De nombreuses études ont depuis adopté cette technique, et dans les études de la cavité buccale, des grappes d'échantillons de composition similaire ont également émergé, surnommées «stomatotypes» dans une de ces études, en hommage au terme entérotype d'origine, mais en référence à la bouche [ 10 ]. Le tableau 3 présente un résumé de certains des genres de bactéries qui se sont avérés coexister dans différents stomatotypes à travers les études . Il a ainsi été montré au moins deux stomatotypes fortement corroborés, l'un comprenant des abondances plus élevées des genres Proteobacteria Neisseria et Haemophilus , et l'autre avec des abondances plus élevées du genre Bacteroidetes Prevotella et du genre Firmicutes Veillonella. Certaines études ont montré plus que ces deux stomatotypes, bien que le consensus des compositions soit plus varié. Certains genres coexistent de différentes manières, selon l'étude.

Tableau 3. Genres générateurs de stomatotypes par consensus. Les genres qui ont été montrés dans la littérature pour conduire fortement la distinction entre les échantillons d'ensembles de données du microbiome oral par des différences dans leurs abondances. Les numéros de stomatotype sont attribués arbitrairement. Les genres sont répertoriés dans la deuxième colonne, accompagnés de notes sur les associations entre les organismes, le cas échéant.

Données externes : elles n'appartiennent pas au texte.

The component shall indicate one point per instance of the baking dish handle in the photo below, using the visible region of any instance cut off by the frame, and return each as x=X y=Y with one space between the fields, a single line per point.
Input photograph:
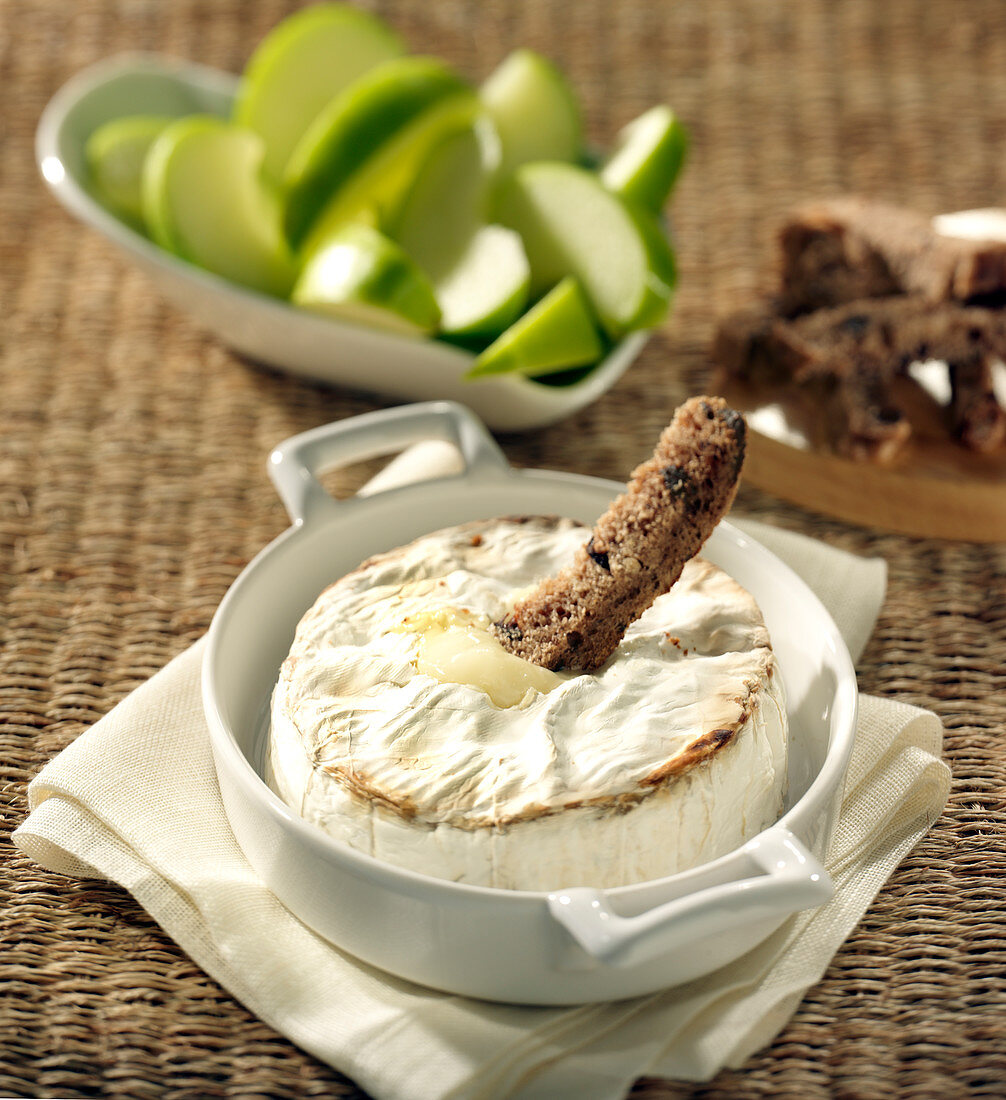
x=792 y=879
x=296 y=463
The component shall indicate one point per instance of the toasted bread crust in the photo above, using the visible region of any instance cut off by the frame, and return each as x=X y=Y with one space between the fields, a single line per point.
x=639 y=547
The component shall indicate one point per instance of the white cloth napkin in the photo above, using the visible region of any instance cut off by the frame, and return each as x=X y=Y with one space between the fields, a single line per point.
x=134 y=800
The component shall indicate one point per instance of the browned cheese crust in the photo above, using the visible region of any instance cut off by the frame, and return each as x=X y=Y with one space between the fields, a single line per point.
x=639 y=547
x=850 y=248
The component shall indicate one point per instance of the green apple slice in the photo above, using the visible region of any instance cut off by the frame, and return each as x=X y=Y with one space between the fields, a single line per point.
x=114 y=155
x=487 y=287
x=648 y=157
x=572 y=224
x=556 y=333
x=360 y=275
x=300 y=66
x=365 y=146
x=446 y=201
x=205 y=199
x=534 y=110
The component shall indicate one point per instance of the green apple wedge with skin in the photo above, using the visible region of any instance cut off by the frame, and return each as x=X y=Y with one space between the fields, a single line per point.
x=648 y=157
x=205 y=199
x=114 y=155
x=360 y=275
x=298 y=68
x=534 y=111
x=572 y=224
x=479 y=273
x=448 y=198
x=364 y=147
x=487 y=287
x=556 y=333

La troisième colonne contient les références à la littérature, qui montre ces associations de stomatotypes.



Microbes oraux non bactériens

Les bactéries dominent à la fois la recherche sur le microbiome oral humain et la biomasse dans l'habitat oral, avec des champignons estimés à <0,1% [ 120 ]. Néanmoins, il existe une diversité appréciable d'espèces fongiques présentes dans la cavité buccale, y compris des espèces des genres Candida , Aspergillus , Penicillium , Schizophyllum , Rhodotorula et Gibberella [ 121]. Pourtant, deux complications principales ont limité l'exploration du mycobiome: (1) la difficulté à identifier de nombreuses espèces fongiques et (2) la confusion dans la nomenclature fongique. Ces deux problèmes ont commencé à être résolus en grande partie par l'utilisation des technologies NGS. Jusqu'à récemment, la diversité au sein du mycobiome oral était considérée comme assez limitée, dominée principalement par quelques espèces de Candida [ 122 ]. Cela est dû en grande partie au fait que de nombreux champignons sont difficiles à cultiver en laboratoire, mais les progrès des technologies NGS ont révélé un éventail d'organismes fongiques plus large que prévu. Une étude a révélé que le genre Malassezia était très répandu dans la bouche [ 123] mais n'avait pas été détecté auparavant dans ce site corporel car il a des besoins lipidiques particuliers et a besoin de milieux de culture spécialisés pour se développer en laboratoire, et il était auparavant considéré comme un agent pathogène de la peau [ 124 ].